When waves approach a shore with a gradual depth profile, e.g. a beach, most of the wave energy is absorbed by the breaking of waves.

When waves approach a hard vertical surface,e.g. a concrete wall or a dock, most of the energy is converted into waves moving in the opposite direction, a reflection. Of course the reflected waves are superimposed onto the original waves, and the two sets of wave moving in opposite directions can create a real mess.

THL: Stay a safe distance from vertical surfaces if there are significant waves present in the area. A passing boat or ship may generate big waves that escape your attention until there is no time to escape. An example is the North anchorage of the Golden Gate Bridge (but there are special cases, e.g. rough water classes or the OWRC regatta, when there is a fast flood coming through the Golden Gate, and it is useful to be close to the wall since the current is slower there).


Waves, winds and currents: all together now

When waves run into water moving in the opposite direction, they are slowed, just as if they were approaching a beach.
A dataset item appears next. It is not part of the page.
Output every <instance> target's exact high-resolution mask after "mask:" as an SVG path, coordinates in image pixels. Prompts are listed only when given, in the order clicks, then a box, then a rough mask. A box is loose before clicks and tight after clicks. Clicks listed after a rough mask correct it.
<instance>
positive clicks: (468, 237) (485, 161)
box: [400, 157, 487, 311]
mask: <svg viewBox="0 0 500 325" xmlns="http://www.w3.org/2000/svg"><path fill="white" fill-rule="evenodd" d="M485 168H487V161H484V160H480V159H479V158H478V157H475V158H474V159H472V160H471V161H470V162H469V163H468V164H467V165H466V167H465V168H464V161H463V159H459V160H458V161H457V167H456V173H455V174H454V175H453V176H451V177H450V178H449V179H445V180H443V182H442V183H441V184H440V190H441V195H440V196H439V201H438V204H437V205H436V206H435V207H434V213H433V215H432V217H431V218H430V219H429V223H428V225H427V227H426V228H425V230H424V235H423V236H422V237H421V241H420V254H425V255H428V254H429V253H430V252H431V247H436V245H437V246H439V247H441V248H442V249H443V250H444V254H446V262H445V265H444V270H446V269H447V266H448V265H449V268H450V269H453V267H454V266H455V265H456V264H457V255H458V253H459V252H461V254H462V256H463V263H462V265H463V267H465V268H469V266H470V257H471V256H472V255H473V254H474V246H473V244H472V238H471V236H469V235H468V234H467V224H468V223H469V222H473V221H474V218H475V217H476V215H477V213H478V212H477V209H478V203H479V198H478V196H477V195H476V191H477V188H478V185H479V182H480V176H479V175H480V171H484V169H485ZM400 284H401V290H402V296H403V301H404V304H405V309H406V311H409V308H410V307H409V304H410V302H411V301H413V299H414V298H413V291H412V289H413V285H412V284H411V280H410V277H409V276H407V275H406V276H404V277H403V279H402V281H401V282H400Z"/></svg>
Wave length becomes shorter, wave height higher, and they may break. A good (bad) example of this is an ebb current flowing out of Raccoon Strait into waves coming in from the Golden Gate. Good rough water training, if that's what you want.

If waves run into current moving in the same direction, the converse happens: wavelength increases and wave height decreases. An example is a flood current flowing through Raccoon Strait, which suppresses waves coming from the Golden Gate.